Untuk itu, even Malacca Strait Jazz [Green Festival] 2008 ini, akan menghidangkan wilayah akal budi manusia tropika. Sepanjang ‘taman’ dan ‘laman’ permainan jazz akan mempertunjukkan wilayah idaman kolektif tropis yang dikemas secara kreatif demi membangun consciousness [concientia/ kesadaran] bahwa kita adalah makhluk pemelihara dan perawat atas segala candra keindahan yang telah digariskan Allah menjadi bumi yang molek.

Ada tiga panggung [stage] yang mengusung narasi tropika:

1. Panggung aquatik [aquatic stage], yang menghadirkan atmosfer aquatic melalui sajian mata aquarama, dengan segala makhluk aquatic, baik yang tembus matahari [pellagic] maupun yang berada di kedalaman yang tak tembus sinar matahari. Benua karang, ganggang dengan sistem pengendalian ekologi bawah laut yang ikut menyumbangkan keseimbangan hidup di permukaan [daratan] bumi. Juga fenomena perairan umum [danau, situ, tasik dan sungai, teluk, suak dan tokong]
2. Panggung teresterial [terresterial stage], yang menghadirkan ‘prinsip selejang ruang’, sehamparan ruang yang disebut dengan ungkapan Melayu: SAUJANA. Saujana teresterial ini, ialah ruang hidup segala makhluk yang melakukan komunikasi dan simbiosis untuk kemaslahatan hidup manusia. Di sini ada kehidupan flora, fauna yang tergolong manja dan piaraan. Ada jenis avian, jenis mamalia, jenis nocturnal [malam] ada yang berlantungan dahan dan seterusnya. Sebagai backdrop bagi sebuah permainan sandiriwara manusia di permukaan bumi.

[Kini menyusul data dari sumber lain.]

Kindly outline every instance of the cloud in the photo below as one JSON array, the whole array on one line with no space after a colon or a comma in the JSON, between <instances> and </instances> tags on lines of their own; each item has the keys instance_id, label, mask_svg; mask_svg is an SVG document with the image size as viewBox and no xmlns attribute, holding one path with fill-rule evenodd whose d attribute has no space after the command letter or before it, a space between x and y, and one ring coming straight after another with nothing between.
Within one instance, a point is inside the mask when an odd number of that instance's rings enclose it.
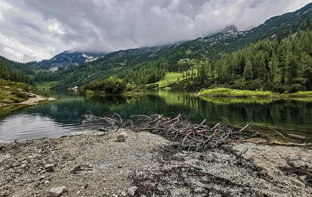
<instances>
[{"instance_id":1,"label":"cloud","mask_svg":"<svg viewBox=\"0 0 312 197\"><path fill-rule=\"evenodd\" d=\"M243 30L306 0L0 0L0 55L20 62L73 48L112 52Z\"/></svg>"}]
</instances>

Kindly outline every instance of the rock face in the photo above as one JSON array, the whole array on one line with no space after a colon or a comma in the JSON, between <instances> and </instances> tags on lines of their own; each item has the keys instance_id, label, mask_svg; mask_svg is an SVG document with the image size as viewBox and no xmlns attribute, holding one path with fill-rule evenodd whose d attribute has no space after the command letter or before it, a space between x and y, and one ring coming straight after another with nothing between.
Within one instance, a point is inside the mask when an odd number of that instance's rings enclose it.
<instances>
[{"instance_id":1,"label":"rock face","mask_svg":"<svg viewBox=\"0 0 312 197\"><path fill-rule=\"evenodd\" d=\"M65 190L65 185L53 187L48 192L48 197L57 197L63 194Z\"/></svg>"},{"instance_id":2,"label":"rock face","mask_svg":"<svg viewBox=\"0 0 312 197\"><path fill-rule=\"evenodd\" d=\"M223 30L222 32L234 32L237 31L237 27L235 25L231 25L228 26Z\"/></svg>"}]
</instances>

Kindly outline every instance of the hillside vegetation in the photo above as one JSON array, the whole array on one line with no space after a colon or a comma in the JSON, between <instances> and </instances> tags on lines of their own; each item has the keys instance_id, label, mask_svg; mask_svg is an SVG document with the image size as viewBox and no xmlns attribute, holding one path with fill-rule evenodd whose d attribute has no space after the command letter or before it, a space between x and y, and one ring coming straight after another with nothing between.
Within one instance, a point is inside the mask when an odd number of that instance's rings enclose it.
<instances>
[{"instance_id":1,"label":"hillside vegetation","mask_svg":"<svg viewBox=\"0 0 312 197\"><path fill-rule=\"evenodd\" d=\"M165 81L169 72L182 75L175 83L165 85L172 88L268 87L275 91L293 91L312 86L311 27L310 3L247 31L235 31L234 27L179 43L121 50L56 71L44 70L42 61L22 64L2 57L0 60L10 73L7 79L30 84L53 81L53 88L81 87L113 76L140 86Z\"/></svg>"}]
</instances>

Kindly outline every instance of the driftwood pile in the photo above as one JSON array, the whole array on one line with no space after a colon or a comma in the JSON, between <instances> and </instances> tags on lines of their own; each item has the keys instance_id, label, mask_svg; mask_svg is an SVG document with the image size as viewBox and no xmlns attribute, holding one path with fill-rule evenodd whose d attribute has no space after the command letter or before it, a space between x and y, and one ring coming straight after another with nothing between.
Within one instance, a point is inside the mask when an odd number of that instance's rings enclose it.
<instances>
[{"instance_id":1,"label":"driftwood pile","mask_svg":"<svg viewBox=\"0 0 312 197\"><path fill-rule=\"evenodd\" d=\"M227 126L218 123L214 126L204 125L205 120L199 125L192 124L183 120L181 115L164 117L163 114L154 114L149 116L132 115L132 120L124 121L116 114L104 117L96 116L92 114L88 116L104 121L105 125L101 128L96 128L100 131L108 131L117 127L117 131L121 127L147 131L162 135L174 142L178 149L188 151L203 150L212 148L222 148L232 145L231 141L232 135L239 132L233 131Z\"/></svg>"},{"instance_id":2,"label":"driftwood pile","mask_svg":"<svg viewBox=\"0 0 312 197\"><path fill-rule=\"evenodd\" d=\"M188 151L202 151L211 148L222 148L249 142L268 145L303 146L311 145L310 143L298 144L281 143L264 140L261 137L252 140L241 139L241 131L249 126L251 123L239 131L234 130L227 126L222 126L218 123L214 126L205 125L206 120L199 125L192 124L188 120L183 120L180 114L170 117L164 117L163 114L153 114L149 116L132 115L130 120L125 120L115 113L103 117L97 116L91 113L86 115L89 120L100 119L104 125L99 127L87 122L95 129L103 131L114 131L117 132L121 128L133 129L135 131L146 131L166 137L173 142L178 150ZM110 129L108 129L108 128ZM281 134L274 131L285 137ZM250 134L251 134L251 133ZM239 136L241 136L240 137ZM240 138L237 140L237 138ZM260 141L262 140L262 141Z\"/></svg>"},{"instance_id":3,"label":"driftwood pile","mask_svg":"<svg viewBox=\"0 0 312 197\"><path fill-rule=\"evenodd\" d=\"M144 123L136 126L139 127L139 130L149 131L164 136L174 142L178 149L188 151L232 145L232 135L247 127L237 132L227 126L222 126L220 123L210 127L203 124L206 120L199 125L195 125L183 120L179 114L170 117L164 117L163 114L133 115L130 117L136 119L136 122Z\"/></svg>"}]
</instances>

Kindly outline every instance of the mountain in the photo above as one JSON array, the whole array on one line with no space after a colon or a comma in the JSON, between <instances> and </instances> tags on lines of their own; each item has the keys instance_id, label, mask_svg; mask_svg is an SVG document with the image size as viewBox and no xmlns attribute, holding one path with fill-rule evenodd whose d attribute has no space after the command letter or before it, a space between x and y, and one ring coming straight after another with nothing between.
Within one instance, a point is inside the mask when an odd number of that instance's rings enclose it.
<instances>
[{"instance_id":1,"label":"mountain","mask_svg":"<svg viewBox=\"0 0 312 197\"><path fill-rule=\"evenodd\" d=\"M106 53L95 53L88 52L71 52L65 51L56 55L50 60L38 63L39 65L46 70L52 71L61 67L62 70L69 65L77 65L82 63L96 60L107 54Z\"/></svg>"},{"instance_id":2,"label":"mountain","mask_svg":"<svg viewBox=\"0 0 312 197\"><path fill-rule=\"evenodd\" d=\"M259 40L268 39L280 42L294 33L311 28L312 3L294 12L272 17L258 27L246 31L238 31L235 25L232 25L225 27L221 32L193 40L162 47L120 50L87 62L86 59L82 59L83 61L81 61L85 63L71 68L69 67L64 71L58 71L61 76L57 79L53 78L54 81L59 81L56 86L68 87L81 86L88 81L108 78L113 75L126 77L126 71L130 73L140 73L139 71L144 70L145 72L142 72L141 76L138 77L143 76L147 78L150 77L150 75L146 72L162 73L162 71L158 70L158 68L181 72L197 67L202 62L207 61L219 59ZM84 57L81 53L65 52L63 53L66 54L61 53L59 55L67 57L69 63L75 62L73 60L75 58L71 57L73 56L77 59ZM62 59L64 61L66 58ZM54 61L57 60L57 58ZM58 63L61 62L60 61ZM50 68L52 67L50 66ZM58 67L59 70L61 70ZM151 67L153 69L149 69ZM42 74L50 74L48 72ZM155 79L159 78L155 76L153 77ZM130 80L132 78L129 79ZM153 80L145 79L141 82L144 84L144 81L151 81Z\"/></svg>"}]
</instances>

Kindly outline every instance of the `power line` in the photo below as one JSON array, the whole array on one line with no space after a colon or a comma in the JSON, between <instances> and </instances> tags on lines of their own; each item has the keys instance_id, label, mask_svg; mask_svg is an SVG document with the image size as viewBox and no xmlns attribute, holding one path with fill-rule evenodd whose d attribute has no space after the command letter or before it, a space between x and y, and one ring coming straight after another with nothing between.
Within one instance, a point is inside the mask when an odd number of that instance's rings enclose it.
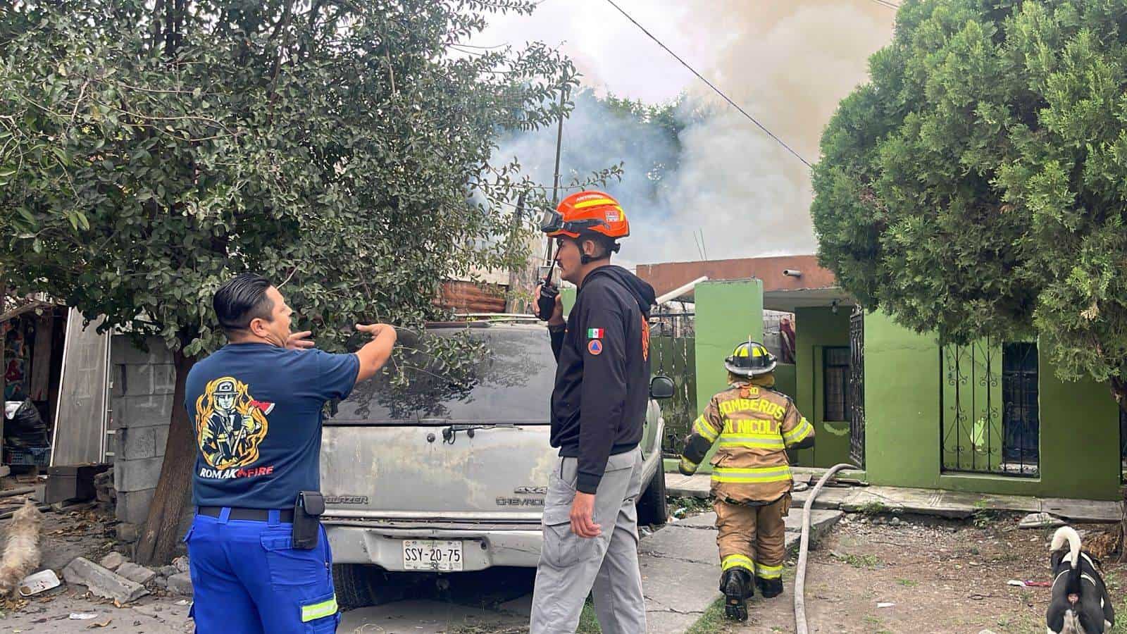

3. Panggung hutan tropis [rainforest stage], menghidangkan pesona hutan tropis yang menjadi paru-paru bumi. Costa Rica sebuah negeri di Karibia yang tak memiliki tentara dan Menteri Kehutanan, kenyataannya hutan mereka lebih terpelihara dan eksotik. Hutan hujan tropis ini adalah sebuah ‘buana surga’ tempat segala kehidupan menyelenggarakan seleksi alamiah, tempat penyelenggarakan segala bentuk eksprimentasi dan menjalin prinsip bizans secara biologis. Bahwa kerimbunan daun saling jalin berjalin, meskipun tidak berasal dari pohon yang satu. Demikian pula juluran akar di bawah tanah saling berjalin dan menganyam, meskipun mereka berangkat dari pohon yang tidak satu. Suguhan ensembel dan harmonika kehidupan, ialah replika sejati yang dipersembahkan oleh hutan hujan tropis secara jenawi [sejati]. Begitulah
catatan: aquatic stage dan terresterial stage, berada di ruang terbuka [outdoor], dengan mengambil tempat di saujana kompleks Bandarserai Pekanbaru. Sedangkan rainforest stage, adalah panggung yang dirancang di dalam ruangan [indoor] gedung Anjung Seni Idruss Tintin yang memilik kapasitas penonton 650 orang duduk [seat].